DETROIT — Two Fiat Chrysler Automobiles factory employees who tested positive for COVID-19 have died, a UAW spokesperson said Tuesday. They are the first U.S. auto plant workers known to have died after contracting the virus.
One of the employees worked at FCA’s Ram pickup plant in Sterling Heights, Mich. The other worked at a plant in Kokomo, Ind.
It was unclear when the workers died.
The UAW spokesman did not have any information about the people and was unable to confirm whether they were the same two workers who were already known to have tested positive earlier this month at the Sterling Heights Assembly Plant and the Kokomo Transmission plant. An FCA spokeswoman, citing privacy reasons, didn’t have any information to share.
“I want to extend sincere sympathies from myself and the entire International Executive Board for the families of two of our members … who have lost their lives to this virus,” UAW President Rory Gamble said in a statement. “This is a terrible tragedy for our entire UAW family.”

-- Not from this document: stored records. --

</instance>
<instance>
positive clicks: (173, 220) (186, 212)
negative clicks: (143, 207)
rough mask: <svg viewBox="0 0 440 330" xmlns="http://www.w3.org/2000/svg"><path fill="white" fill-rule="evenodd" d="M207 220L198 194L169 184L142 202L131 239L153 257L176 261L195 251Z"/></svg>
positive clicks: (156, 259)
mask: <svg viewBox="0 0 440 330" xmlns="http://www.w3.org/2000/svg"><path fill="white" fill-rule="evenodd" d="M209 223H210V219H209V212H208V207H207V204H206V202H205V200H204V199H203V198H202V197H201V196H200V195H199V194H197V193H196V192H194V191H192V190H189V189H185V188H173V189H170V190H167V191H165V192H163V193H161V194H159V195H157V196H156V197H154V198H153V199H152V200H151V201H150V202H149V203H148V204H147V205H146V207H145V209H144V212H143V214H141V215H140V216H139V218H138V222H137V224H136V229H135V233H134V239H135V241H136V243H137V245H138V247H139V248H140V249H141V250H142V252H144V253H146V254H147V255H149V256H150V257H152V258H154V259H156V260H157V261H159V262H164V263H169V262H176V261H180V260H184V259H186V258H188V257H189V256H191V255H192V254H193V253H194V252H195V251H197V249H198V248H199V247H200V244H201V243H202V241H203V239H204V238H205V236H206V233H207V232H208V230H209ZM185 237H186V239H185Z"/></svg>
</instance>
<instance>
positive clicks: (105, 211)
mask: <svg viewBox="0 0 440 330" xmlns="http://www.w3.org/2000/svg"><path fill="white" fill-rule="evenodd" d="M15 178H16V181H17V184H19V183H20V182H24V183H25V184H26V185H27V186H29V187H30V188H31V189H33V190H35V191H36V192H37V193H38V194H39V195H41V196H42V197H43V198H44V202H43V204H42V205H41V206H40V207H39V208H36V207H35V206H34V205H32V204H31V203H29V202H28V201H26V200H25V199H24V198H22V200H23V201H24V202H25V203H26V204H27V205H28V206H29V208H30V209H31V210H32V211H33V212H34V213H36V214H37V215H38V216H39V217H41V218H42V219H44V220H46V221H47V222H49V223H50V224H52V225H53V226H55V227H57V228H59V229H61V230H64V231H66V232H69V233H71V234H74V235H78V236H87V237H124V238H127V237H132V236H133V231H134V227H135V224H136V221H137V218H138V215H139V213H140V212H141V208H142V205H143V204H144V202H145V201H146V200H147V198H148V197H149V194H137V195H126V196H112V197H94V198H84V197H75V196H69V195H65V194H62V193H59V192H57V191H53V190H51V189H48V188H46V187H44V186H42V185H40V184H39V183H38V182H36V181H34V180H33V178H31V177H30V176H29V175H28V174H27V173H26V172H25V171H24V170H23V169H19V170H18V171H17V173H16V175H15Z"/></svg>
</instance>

Gamble said he knows that “so many of our friends and family members are scared and experiencing tremendous difficulties and challenges during this unprecedented time. The UAW is doing everything in our power to keep everyone safe and move forward in the best possible way to stem the spread of this terrible virus.”
FCA closed all of its North American assembly plants last week through at least the end of the month. Shortly before doing so, it briefly shut the Sterling Heights plant after a worker there was found to have contracted the virus. Reports of a worker at Kokomo Transmission testing positive emerged March 12.
The deaths bring the number of FCA employees known to have died after contracting the virus to three. The automaker on Sunday said it was postponing work associated with test laboratories and pilot plants at its Auburn Hills, Mich., headquarters. The move followed reports in Detroit’s newspapers that a technical support worker there died after testing positive.